Personal information
- Full name: Henry Augustus Milles
- Born: 24 November 1867 Lees Court, Sheldwich, Faversham, Kent
- Died: 30 July 1937 (aged 69) Nash Court, Boughton under Blean, Faversham, Kent
- Batting: Right-handed
- Bowling: Right-arm off break
- Relations: George Milles, 1st Earl Sondes (father) George Milles-Lade, 2nd Earl Sondes (brother) Henry Milles-Lade, 5th Earl Sondes (grandson) Francis Gore (brother-in-law)

Domestic team information
- 1888–1897: Kent
- First-class debut: 26 July 1888 Kent v Notts
- Last First-class: 26 July 1897 Kent v Gentlemen of Philadelphia

Career statistics
| Competition | First-class |
| Matches | 4 |
| Runs scored | 24 |
| Batting average | 4.80 |
| 100s/50s | 0/0 |
| Top score | 11 |
| Balls bowled | 181 |
| Wickets | 3 |
| Bowling average | 33.00 |
| 5 wickets in innings | 0 |
| 10 wickets in match | 0 |
| Best bowling | 1/16 |
| Catches/stumpings | 1/– |
- Source: CricInfo, 8 December 2018

= Henry Milles (cricketer) =

English cricketer

Henry Augustus Milles (24 November 1867 – 30 July 1937) was an English cricketer who played in four first-class cricket matches towards the end of the 19th century. Milles was a member of the Sondes family and was styled The Honourable Henry Augustus Milles from 1880 when the title was created for his father. In early 1900 he changed his surname to Henry Augustus Milles-Lade.

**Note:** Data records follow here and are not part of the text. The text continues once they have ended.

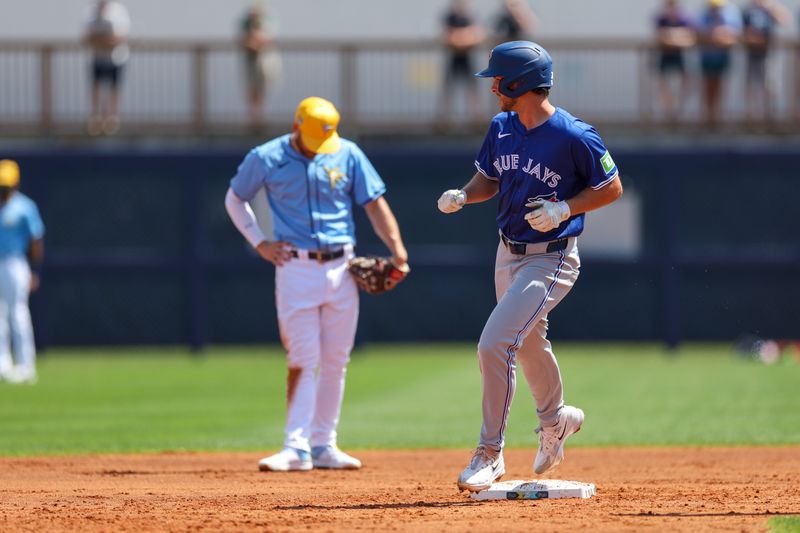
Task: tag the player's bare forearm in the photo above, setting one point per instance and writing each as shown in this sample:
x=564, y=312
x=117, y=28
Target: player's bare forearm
x=385, y=226
x=590, y=199
x=480, y=188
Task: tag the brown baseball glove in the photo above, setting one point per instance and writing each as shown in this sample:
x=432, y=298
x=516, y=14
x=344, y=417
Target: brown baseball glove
x=376, y=275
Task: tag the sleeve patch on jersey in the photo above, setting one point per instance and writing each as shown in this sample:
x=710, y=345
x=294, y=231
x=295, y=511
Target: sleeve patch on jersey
x=607, y=162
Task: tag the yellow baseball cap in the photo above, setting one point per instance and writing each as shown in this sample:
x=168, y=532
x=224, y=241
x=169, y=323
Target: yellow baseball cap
x=9, y=173
x=317, y=120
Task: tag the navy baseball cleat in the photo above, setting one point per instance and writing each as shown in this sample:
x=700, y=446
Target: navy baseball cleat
x=552, y=439
x=485, y=468
x=333, y=458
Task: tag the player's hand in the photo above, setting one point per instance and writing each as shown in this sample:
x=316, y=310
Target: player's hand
x=547, y=216
x=276, y=252
x=452, y=200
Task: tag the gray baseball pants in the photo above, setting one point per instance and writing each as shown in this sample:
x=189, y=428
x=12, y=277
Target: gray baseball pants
x=528, y=287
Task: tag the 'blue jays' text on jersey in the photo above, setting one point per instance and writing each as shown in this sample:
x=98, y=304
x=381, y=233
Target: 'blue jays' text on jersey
x=20, y=223
x=554, y=162
x=311, y=199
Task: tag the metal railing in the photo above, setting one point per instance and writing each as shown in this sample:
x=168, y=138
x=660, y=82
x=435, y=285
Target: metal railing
x=197, y=88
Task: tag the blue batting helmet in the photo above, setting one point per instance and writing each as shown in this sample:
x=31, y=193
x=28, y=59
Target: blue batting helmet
x=524, y=64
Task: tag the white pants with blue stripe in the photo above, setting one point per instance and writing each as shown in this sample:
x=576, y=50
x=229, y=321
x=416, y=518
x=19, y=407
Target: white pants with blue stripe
x=317, y=314
x=528, y=287
x=16, y=330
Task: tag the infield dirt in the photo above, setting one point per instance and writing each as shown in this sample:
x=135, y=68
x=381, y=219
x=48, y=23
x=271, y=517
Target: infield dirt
x=669, y=489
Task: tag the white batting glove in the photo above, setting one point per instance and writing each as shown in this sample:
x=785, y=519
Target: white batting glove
x=547, y=216
x=452, y=200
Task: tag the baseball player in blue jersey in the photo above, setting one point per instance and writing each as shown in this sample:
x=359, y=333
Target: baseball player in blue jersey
x=311, y=178
x=21, y=240
x=548, y=169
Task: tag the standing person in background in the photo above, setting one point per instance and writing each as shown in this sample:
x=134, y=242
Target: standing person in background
x=548, y=169
x=761, y=17
x=261, y=61
x=106, y=33
x=675, y=35
x=312, y=177
x=461, y=36
x=515, y=22
x=21, y=241
x=719, y=28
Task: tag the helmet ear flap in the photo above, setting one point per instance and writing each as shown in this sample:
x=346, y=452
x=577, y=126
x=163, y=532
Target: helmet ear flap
x=512, y=88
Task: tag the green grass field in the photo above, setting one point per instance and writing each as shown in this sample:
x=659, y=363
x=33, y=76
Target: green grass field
x=398, y=396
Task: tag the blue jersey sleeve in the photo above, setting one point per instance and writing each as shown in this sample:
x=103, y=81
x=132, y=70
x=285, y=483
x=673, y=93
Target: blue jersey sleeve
x=593, y=161
x=367, y=184
x=486, y=156
x=250, y=177
x=34, y=222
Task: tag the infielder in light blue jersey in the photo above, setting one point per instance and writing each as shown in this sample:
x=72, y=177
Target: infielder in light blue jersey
x=548, y=169
x=312, y=178
x=21, y=239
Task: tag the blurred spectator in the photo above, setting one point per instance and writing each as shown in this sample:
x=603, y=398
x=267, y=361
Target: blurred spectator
x=719, y=29
x=261, y=60
x=515, y=22
x=106, y=32
x=21, y=235
x=675, y=35
x=461, y=36
x=760, y=20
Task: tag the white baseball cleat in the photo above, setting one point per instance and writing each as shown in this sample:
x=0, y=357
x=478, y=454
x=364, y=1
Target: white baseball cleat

Milles was the fourth son of George Milles, 1st Earl Sondes. He born at the family seat, Lees Court at Sheldwich to the south of Faversham in Kent, and educated at Eton College and Trinity Hall, Cambridge. He did not play cricket for either team but his family were closely associated with Kent County Cricket Club throughout the 19th century and Milles played in two first-class matches for the county First XI, one in 1888 and one in 1897. He was elected to the club committee in 1902.

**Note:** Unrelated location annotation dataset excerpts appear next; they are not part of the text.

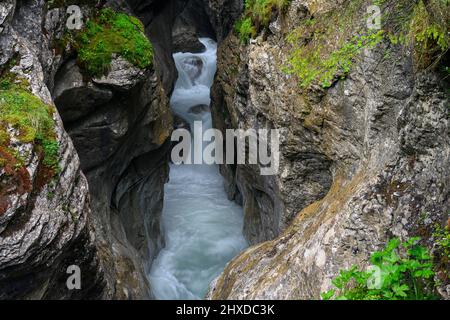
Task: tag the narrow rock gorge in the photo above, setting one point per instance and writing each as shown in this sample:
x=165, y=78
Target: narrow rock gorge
x=85, y=143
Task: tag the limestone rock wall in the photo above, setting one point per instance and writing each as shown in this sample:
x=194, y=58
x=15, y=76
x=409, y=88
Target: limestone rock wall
x=361, y=162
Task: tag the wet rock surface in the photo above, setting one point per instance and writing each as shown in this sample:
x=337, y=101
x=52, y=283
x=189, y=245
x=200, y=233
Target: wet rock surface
x=101, y=212
x=361, y=162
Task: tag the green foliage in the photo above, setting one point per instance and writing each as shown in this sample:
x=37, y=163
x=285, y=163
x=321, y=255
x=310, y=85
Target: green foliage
x=324, y=47
x=405, y=272
x=257, y=15
x=112, y=33
x=421, y=24
x=314, y=64
x=33, y=119
x=245, y=29
x=441, y=238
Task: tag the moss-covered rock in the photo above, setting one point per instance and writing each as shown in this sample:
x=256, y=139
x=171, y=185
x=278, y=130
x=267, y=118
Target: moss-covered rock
x=25, y=119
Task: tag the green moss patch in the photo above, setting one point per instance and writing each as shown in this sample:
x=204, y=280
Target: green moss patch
x=32, y=118
x=111, y=33
x=324, y=47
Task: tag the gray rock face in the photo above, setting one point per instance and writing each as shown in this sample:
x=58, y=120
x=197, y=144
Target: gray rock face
x=45, y=227
x=360, y=163
x=119, y=125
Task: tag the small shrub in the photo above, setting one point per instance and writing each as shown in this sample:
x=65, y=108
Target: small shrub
x=112, y=33
x=245, y=29
x=33, y=119
x=405, y=273
x=257, y=15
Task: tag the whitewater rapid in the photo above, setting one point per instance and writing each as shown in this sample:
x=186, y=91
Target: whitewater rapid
x=202, y=228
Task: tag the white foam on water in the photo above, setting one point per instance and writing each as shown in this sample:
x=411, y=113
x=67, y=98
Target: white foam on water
x=202, y=228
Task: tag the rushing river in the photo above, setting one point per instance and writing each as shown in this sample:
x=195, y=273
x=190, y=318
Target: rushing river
x=203, y=229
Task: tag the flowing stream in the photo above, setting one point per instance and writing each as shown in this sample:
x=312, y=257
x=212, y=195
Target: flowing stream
x=203, y=229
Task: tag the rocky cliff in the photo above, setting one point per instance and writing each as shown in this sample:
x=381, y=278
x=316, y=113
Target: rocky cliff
x=363, y=159
x=52, y=216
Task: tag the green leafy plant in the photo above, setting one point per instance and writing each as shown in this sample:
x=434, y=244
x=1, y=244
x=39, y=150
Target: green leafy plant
x=112, y=33
x=324, y=47
x=33, y=120
x=441, y=238
x=314, y=64
x=402, y=271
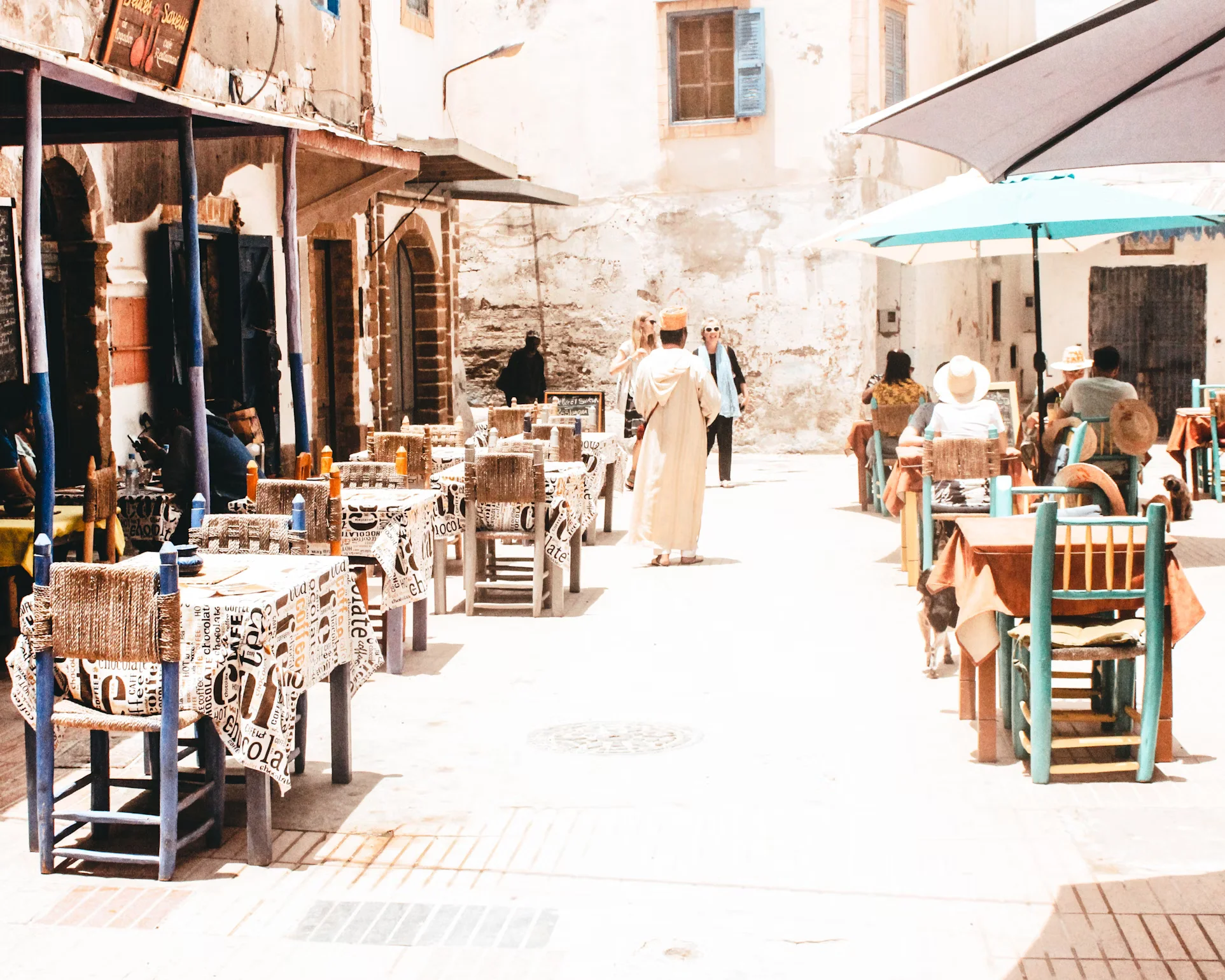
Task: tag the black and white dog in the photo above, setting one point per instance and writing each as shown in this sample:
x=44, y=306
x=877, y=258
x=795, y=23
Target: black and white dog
x=937, y=615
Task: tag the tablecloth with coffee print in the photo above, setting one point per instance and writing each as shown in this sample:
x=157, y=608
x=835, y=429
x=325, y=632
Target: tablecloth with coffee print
x=396, y=527
x=258, y=631
x=565, y=507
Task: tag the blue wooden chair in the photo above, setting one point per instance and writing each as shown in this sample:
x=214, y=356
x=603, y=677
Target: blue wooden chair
x=888, y=422
x=1098, y=584
x=1205, y=396
x=130, y=614
x=1108, y=454
x=955, y=458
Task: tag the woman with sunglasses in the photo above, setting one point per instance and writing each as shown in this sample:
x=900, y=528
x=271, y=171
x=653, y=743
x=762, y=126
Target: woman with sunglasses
x=624, y=369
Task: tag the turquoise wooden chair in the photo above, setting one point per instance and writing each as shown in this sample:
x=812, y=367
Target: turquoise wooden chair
x=887, y=422
x=1108, y=454
x=955, y=458
x=1205, y=396
x=1033, y=674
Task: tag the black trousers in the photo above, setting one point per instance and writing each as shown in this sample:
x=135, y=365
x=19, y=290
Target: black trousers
x=720, y=430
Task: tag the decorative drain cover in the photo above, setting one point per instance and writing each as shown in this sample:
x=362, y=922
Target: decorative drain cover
x=613, y=738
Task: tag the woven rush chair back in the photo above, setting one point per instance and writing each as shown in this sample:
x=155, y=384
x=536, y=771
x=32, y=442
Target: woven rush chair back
x=375, y=475
x=505, y=478
x=961, y=458
x=323, y=511
x=107, y=613
x=570, y=444
x=248, y=535
x=891, y=421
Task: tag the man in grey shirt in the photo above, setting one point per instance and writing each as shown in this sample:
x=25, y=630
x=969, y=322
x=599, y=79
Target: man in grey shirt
x=1094, y=397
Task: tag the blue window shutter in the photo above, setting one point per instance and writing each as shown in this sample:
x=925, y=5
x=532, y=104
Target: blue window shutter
x=750, y=62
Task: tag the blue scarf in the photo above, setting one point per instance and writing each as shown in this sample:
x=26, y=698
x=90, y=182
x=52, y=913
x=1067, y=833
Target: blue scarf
x=729, y=402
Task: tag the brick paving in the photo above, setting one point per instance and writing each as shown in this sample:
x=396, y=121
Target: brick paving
x=820, y=815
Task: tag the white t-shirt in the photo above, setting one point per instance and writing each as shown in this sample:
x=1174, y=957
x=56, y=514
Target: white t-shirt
x=1094, y=397
x=969, y=421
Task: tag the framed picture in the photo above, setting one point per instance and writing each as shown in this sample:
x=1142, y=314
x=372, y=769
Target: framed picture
x=1004, y=393
x=587, y=405
x=151, y=39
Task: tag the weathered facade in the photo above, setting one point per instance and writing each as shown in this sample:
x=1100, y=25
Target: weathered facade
x=723, y=211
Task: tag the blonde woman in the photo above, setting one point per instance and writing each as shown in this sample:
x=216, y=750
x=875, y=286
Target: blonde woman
x=625, y=369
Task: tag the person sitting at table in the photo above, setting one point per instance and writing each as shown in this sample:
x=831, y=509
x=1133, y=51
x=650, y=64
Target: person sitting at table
x=17, y=474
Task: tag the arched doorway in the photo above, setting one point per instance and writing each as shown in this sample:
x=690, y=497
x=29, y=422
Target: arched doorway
x=403, y=375
x=70, y=258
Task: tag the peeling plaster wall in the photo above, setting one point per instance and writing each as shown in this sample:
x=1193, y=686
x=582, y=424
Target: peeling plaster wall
x=728, y=220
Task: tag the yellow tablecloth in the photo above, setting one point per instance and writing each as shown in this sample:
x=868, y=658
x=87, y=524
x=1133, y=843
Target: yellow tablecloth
x=17, y=536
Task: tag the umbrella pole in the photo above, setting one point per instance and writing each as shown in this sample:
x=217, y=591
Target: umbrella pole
x=1039, y=356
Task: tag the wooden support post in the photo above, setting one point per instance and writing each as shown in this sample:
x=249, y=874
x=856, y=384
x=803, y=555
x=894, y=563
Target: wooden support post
x=419, y=637
x=192, y=255
x=293, y=288
x=259, y=818
x=342, y=725
x=32, y=288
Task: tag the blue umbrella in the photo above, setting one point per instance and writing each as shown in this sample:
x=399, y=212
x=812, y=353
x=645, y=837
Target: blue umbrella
x=1034, y=207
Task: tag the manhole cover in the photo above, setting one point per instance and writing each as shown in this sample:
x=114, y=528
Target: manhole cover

He played club cricket for amateur teams, primarily Eton Ramblers, and in 1891 toured North America with Lord Hawke's team, playing in both first-class matches on the tour against the Gentlemen of Philadelphia alongside his brother Viscount Throwley.

Milles was a captain in the Royal East Kent Yeomanry between 1898 and 1901. During the Second Boer War he was commissioned as an officer in the Imperial Yeomanry, and saw active service in South Africa. After he retired, he retained the rank of honorary lieutenant. He was magistrate and county councillor and in 1919 was High Sheriff of Kent.

Milles-Lade married Esther Benyon in 1912. The couple had five children, three daughters and two sons, one of who died as an infant. He died at his house at Nash Court at Boughton under Blean near Faversham in 1937 aged 69. At the time of his death he was the heir presumptive to the title of Lord Sondes, the title held by his brother, Lewis Arthur Milles, 3rd Earl Sondes. The title was inherited by Milles-Lade's son George in 1941.